Not if I break up the sounds. But yes if I say the sounds slowly but blended together. I just started trying that today based on some of the recs on this chain!
Anonymous
I think you need to chill. She is behind. Just be patient and let K do its magic
Anonymous
Anonymous wrote:I think you need to chill. She is behind. Just be patient and let K do its magic


Not behind!!
Anonymous
My kid just completed kindergarten and still can't read. I'm where you are. We have specialist, have done learn to read in 100 lessons and Bob books. I'm thinking of using hooked on phonics next.
Anonymous
Anonymous wrote:
Anonymous wrote:I think you need to chill. She is behind. Just be patient and let K do its magic


Not behind!!


+1. Ours made dramatic progress in kindergarten. I wouldn't even worry about this.
Anonymous
Anonymous wrote:
Anonymous wrote:
Anonymous wrote:I think you need to chill. She is behind. Just be patient and let K do its magic


Not behind!!


+1. Ours made dramatic progress in kindergarten. I wouldn't even worry about this.

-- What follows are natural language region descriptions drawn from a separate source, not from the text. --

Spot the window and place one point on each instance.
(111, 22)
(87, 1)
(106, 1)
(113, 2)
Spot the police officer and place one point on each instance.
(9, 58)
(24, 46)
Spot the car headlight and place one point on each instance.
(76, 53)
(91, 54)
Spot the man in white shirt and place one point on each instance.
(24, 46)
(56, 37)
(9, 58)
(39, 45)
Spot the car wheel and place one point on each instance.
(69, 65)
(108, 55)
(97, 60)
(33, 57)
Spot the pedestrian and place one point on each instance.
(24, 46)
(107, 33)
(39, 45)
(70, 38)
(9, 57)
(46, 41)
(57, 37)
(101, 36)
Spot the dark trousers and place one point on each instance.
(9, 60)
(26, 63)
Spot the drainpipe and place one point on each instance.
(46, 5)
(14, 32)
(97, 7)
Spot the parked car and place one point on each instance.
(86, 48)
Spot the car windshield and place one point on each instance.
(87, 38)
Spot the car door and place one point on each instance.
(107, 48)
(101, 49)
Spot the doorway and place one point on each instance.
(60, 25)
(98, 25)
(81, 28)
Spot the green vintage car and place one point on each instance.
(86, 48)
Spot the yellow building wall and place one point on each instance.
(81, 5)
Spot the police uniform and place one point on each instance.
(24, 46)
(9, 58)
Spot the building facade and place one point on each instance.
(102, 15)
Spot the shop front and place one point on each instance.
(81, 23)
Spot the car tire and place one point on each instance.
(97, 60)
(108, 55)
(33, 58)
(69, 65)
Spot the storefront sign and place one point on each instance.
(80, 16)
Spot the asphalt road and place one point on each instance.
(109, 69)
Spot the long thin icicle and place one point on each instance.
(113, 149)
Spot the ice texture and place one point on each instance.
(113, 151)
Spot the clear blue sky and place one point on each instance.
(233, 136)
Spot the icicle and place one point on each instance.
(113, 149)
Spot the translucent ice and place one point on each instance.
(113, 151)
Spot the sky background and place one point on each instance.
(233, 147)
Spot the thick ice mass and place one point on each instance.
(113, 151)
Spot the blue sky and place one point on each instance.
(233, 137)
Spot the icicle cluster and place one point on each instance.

I am not worried that she's behind academically or in terms of milestones. But she is interested in reading and so I want to make the most of that while keeping it interesting and positive overall rather than any kind of negative association. So looking for ideas of things I can learn about and potentially try, and appreciate all th suggestions I've gotten.

And I guess I was surprised honestly that she wasn't picking up a few simple words here and there just from osmosis and being read aloud to so much. But that just may not be how it works for a lot of kids or for her specifically at this stage.

It's great to hear that a lot of PPs benefited from K and 1st and the exposure and phonics focus at their schools. We will be at MCPS and I have heard mixed things, so hoping that we get a good teacher and curriculum on this front, regardless of where we are at the end of summer.